- Associated Press - Sunday, July 27, 2014

WILDWOOD, N.J. (AP) - Tim Maher knew the doo-wop motels of the Wildwoods were in trouble.

A booming real estate market meant the island’s 1950s and 1960s-era properties were being torn down and replaced with rows of very un-doo-wop, very profitable condominiums.

So Maher, of Macungie, Pa., literally took to the streets, walking and riding a bike up and down the island to take pictures and preserve the motels - at least on camera. “We wanted to remember it,” he told The Press of Atlantic City (http://bit.ly/1rBSprd).

The photographs, of places like the now-demolished Rio Motel, were later made into a collage that hangs in his grandson Braxton’s bedroom.

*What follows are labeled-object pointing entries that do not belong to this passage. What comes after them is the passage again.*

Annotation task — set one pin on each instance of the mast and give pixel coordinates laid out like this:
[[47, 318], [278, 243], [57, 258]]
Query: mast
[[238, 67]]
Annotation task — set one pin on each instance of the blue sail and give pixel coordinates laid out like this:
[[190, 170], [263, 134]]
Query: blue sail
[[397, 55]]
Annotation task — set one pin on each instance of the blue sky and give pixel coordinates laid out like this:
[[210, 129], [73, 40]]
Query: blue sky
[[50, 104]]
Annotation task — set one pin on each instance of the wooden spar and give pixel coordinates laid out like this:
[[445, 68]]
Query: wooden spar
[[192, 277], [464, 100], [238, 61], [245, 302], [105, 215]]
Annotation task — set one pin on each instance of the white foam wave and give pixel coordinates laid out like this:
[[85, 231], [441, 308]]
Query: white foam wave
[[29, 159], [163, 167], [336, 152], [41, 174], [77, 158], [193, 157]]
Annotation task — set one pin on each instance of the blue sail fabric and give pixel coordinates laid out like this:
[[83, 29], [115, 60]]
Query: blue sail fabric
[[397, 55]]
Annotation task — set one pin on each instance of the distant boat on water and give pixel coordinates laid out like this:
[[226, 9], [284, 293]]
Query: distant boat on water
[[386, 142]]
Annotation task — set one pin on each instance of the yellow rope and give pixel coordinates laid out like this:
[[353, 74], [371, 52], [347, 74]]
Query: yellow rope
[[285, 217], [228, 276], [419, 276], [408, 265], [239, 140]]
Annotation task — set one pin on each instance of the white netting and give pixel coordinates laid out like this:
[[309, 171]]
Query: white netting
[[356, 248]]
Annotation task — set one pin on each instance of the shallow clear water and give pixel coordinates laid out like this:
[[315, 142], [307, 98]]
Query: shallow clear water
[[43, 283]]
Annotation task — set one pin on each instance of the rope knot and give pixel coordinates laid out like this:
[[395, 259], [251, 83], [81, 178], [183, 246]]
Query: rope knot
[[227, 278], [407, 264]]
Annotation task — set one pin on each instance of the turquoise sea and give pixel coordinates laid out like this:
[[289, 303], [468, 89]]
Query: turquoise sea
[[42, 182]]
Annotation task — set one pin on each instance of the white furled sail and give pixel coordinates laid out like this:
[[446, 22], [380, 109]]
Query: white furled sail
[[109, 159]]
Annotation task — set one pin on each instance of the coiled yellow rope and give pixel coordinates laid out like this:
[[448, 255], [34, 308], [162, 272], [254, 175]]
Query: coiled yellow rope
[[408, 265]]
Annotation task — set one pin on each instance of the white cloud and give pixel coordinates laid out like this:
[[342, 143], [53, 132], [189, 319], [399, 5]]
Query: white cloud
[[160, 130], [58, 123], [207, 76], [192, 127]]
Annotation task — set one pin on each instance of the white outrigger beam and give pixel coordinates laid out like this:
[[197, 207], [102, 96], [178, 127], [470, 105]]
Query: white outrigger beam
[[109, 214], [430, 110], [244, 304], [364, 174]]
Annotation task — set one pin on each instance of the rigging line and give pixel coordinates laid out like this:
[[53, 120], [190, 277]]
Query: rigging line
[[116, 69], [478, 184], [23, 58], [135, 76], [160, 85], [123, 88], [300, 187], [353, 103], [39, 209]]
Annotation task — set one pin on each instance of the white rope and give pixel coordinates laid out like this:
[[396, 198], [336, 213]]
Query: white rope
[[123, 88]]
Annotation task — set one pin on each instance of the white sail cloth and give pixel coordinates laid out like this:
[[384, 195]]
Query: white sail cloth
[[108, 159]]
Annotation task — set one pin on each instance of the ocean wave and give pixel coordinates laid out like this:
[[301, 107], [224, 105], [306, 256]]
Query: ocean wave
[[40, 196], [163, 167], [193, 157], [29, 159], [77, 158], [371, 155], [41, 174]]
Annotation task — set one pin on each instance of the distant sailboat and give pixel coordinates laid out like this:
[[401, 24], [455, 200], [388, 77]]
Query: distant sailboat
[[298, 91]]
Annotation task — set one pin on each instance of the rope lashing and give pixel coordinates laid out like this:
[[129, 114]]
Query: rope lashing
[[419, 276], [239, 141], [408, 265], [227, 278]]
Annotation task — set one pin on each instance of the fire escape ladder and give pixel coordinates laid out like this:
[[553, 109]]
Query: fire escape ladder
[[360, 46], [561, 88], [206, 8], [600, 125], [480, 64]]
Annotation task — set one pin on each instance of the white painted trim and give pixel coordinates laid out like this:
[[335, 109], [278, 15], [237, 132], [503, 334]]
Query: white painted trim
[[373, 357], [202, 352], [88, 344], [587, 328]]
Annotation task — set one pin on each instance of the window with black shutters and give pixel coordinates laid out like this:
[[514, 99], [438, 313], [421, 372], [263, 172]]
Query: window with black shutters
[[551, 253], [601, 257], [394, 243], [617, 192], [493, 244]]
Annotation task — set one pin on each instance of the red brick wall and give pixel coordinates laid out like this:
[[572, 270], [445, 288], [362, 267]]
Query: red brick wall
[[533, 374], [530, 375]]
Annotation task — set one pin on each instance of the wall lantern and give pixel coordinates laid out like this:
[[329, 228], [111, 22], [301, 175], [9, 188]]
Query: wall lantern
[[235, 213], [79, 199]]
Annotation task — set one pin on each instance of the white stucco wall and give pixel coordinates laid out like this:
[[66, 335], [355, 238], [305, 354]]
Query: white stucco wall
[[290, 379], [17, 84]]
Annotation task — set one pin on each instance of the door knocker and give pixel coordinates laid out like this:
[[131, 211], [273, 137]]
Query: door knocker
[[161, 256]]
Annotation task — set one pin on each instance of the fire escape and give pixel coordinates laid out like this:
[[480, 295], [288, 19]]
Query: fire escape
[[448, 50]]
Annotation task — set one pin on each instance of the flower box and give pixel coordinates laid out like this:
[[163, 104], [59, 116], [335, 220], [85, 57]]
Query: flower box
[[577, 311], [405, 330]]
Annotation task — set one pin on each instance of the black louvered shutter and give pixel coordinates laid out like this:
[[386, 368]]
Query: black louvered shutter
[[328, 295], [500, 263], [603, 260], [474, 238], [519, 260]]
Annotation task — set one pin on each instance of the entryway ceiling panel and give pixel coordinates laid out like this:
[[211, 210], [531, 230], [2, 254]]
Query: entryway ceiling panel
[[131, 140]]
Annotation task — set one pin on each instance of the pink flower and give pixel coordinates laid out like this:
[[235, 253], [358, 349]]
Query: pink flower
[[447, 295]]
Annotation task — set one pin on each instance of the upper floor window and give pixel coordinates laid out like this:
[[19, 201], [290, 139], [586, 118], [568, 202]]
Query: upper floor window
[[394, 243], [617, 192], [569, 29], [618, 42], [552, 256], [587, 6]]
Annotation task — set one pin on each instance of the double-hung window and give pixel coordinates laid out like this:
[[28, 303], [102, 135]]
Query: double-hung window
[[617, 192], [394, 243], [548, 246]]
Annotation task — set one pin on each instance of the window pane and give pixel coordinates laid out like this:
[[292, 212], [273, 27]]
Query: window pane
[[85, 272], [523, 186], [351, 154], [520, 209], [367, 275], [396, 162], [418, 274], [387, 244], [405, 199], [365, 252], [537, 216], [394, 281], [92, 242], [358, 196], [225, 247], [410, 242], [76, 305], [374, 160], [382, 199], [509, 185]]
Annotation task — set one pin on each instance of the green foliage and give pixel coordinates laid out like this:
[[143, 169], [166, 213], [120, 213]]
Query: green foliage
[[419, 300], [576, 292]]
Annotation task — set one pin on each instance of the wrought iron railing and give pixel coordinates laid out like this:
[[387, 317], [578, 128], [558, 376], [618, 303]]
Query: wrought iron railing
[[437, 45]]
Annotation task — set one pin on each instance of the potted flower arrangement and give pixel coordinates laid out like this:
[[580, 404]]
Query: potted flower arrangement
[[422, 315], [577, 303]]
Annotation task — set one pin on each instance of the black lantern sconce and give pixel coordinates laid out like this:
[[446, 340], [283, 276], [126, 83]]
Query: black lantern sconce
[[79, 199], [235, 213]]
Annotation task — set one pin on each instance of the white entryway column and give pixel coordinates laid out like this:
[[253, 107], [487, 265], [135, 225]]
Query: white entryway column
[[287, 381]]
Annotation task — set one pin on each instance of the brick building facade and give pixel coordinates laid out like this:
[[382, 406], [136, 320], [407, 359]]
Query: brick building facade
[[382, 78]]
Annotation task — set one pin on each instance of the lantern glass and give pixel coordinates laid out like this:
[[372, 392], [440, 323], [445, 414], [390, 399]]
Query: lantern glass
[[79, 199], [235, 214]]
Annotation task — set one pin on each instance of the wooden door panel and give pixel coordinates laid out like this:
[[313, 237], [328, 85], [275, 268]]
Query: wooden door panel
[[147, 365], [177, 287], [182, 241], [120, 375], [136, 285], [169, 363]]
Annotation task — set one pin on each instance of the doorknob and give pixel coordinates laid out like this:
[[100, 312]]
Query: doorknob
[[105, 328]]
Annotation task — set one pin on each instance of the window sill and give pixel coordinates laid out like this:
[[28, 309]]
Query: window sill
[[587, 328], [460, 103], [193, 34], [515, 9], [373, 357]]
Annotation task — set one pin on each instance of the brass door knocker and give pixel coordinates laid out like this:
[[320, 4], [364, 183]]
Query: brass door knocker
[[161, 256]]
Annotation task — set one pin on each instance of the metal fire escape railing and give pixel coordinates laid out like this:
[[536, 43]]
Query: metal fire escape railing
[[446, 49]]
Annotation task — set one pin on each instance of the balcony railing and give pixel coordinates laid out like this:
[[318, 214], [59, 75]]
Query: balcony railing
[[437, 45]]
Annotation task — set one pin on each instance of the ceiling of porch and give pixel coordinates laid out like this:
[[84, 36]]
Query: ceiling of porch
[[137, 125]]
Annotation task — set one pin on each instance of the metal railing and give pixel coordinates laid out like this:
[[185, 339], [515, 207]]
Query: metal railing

“He has a doo-wop bedroom,” said Braxton’s mother Lindsey Maher, 28, as she held the 13-month old.

What is doo wop? “It’s colorful and it’s musical,” said Tim Maher, 56.

The iconic doo-wop motels, with their neon signs, pastel trim and angular roof lines, have become synonymous with the Wildwoods and supporters continue to work for their preservation.

They also take heart in efforts to duplicate the style.

This June, for instance, Universal Orlando opened its newest hotel, Cabana Bay Beach Resort, complete with a performance by The Beach Boys.

According to Universal’s Web site, ” The brand-new hotel features a total of 1,800 moderate and value priced rooms that evoke the classic, retro-feel of iconic beach resorts from the 1950s and 60s.”

“Located on-site at Universal Orlando Resort, the new hotel is a destination within itself - featuring a stunning design with bold colors, retro-inspired architecture and sweeping vistas that transport guests back to a time of relaxation and endless family fun,” the company said.

“Copying things is a wonderful form of flattery,” said Jack Morey, vice president of Morey’s Piers, doo-wop enthusiast, and founding member of the Doo Wop Preservation League

Universal’s new addition, he said, “adds to the already overwhelming amount of confirmation that the mid-1950s and 1960s period was a really unique part of American culture.”

Motels like the Chateau Bleu in North Wildwood and the Caribbean in Wildwood Crest already appear on the state and national registers of historic places and the Moreys are hoping to add the Pan American to the list.

The motel, built in 1964, on Ocean Avenue is hard to miss with its spinning Pan Am globe on the roof. The owners have had a preliminary meeting with state officials and hope the motel will win the historic designation.